Any Grab::Spider crawler is a set of handlers that process network responses. Each handler can spawn new network requests or just process/save data. The spider add each new request to task queue and process this task when there is free network stream. Each task is assigned a name that defines its type. Each type of task are handles by specific handler. To find the handler the Spider takes name of the task and then looks for task_<name> method.
For example, to handle result of task named "contact_page" we need to define "task_contact_page" method:
... self.add_task(Task('contact_page', url='http://domain.com/contact.html')) ... def task_contact_page(self, grab, task): ...
Constructor of Task Class
Constructor of Task Class accepts multiple arguments. At least you have to specify URL of requested document OR the configured Grab object. Next, you see examples of different task creation. All three examples do the same:
# Using `url` argument t = Task('wikipedia', url 'http://wikipedia.org/') # Using Grab intance g = Grab() g.setup(url='http://wikipedia.org/') t = Task('wikipedia', grab=g) # Using configured state of Grab instance g = Grab() g.setup(url='http://wikipedia.org/') config = g.dump_config() t = Task('wikipedia', grab_config=config)

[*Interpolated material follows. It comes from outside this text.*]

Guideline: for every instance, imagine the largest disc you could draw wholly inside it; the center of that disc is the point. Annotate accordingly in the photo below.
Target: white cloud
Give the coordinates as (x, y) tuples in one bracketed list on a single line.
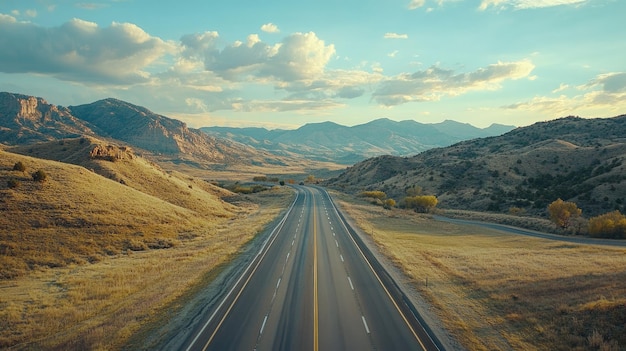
[(284, 105), (270, 28), (91, 5), (396, 36), (560, 88), (605, 94), (80, 51), (299, 56), (527, 4), (435, 82), (414, 4)]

Also you can specify these arguments:
|priority:||task priority, it's unsigned natural number, the less number mean the higher priority.|
|disable_cache:||don't use spider's cache for this request, network response will not stored into cache as well.|
|refresh_cache:||do not use spider's cache, in case of success response it will refresh cache.|
|valid_status:||procces the following response codes in task handler. By default only 2xx and 404 statuses will be processed in task handlers.|
|use_proxylist:||use spider's global proxy list, by default this oprion is True|
Task Object as Data Storage
If you pass the argument that is unknown then it will be saved in the Task object. That allows you to pass data between network request/response.

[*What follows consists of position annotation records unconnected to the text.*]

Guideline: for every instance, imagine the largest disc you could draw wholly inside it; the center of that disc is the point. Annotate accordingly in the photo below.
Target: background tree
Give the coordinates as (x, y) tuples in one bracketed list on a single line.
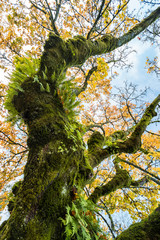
[(59, 97)]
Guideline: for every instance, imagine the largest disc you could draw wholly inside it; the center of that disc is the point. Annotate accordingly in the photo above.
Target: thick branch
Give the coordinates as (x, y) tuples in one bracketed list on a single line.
[(148, 228), (97, 150), (83, 88), (97, 19), (76, 51), (120, 180)]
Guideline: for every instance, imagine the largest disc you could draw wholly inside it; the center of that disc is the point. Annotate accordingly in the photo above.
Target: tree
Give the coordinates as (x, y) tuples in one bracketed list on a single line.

There is get method that return value of task attribute or None if that attribute have not been defined.
t = Task('bing', url='http://bing.com/', disable_cache=True, foo='bar') t.foo # == "bar" t.get('foo') # == "bar" t.get('asdf') # == None t.get('asdf', 'qwerty') # == "qwerty"
Cloning Task Object
Sometimes it is useful to create copy of Task object. For example:
# task.clone() # TODO: example
Setting Up Initial Tasks
When you call run method of your spider it starts working from initial tasks. There are few ways to setup initial tasks.

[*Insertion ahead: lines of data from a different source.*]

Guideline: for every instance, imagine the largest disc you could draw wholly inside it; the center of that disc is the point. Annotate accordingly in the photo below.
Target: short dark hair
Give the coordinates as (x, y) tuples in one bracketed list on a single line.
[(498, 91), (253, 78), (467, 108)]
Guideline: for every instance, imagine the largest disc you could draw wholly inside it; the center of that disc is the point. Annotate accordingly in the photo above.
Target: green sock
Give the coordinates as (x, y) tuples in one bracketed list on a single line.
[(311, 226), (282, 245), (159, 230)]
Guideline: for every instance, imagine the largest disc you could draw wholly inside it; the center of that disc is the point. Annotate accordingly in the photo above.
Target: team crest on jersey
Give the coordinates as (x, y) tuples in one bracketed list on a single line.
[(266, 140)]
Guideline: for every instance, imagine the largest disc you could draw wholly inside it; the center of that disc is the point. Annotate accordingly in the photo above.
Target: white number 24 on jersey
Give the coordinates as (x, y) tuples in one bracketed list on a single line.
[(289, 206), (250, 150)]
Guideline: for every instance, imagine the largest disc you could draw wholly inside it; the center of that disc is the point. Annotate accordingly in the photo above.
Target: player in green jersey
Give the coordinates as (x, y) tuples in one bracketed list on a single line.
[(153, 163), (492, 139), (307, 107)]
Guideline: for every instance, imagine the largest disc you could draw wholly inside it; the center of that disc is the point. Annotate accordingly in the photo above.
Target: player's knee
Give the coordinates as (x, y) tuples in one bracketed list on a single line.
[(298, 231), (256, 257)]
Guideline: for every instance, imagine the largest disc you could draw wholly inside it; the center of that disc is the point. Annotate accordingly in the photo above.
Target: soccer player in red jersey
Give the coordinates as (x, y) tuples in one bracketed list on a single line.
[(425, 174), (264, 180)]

You can specify list of URLs in self.initial_urls. For each URl in this list the spider will create Task object with name "initial":
class ExampleSpider(Spider): initial_urls = ['http://google.com/', 'http://yahoo.com/']
More flexible way to define initial tasks is to use task_generator method. Its interface is simple, you just have to yield new Task objects.
There is common use case when you need to process big number of URLs from the file. With task_generator you can iterate over lines of the file and yield new tasks. That will save memory used by the script because you will not read whole file into the memory. Spider consumes only portion of tasks from task_generator. When there are free networks resources the spiders consumes next portion of task. And so on.
class ExampleSpider(Spider): def task_generator(self): for line in open('var/urls.txt'): yield Task('download', url=line.strip())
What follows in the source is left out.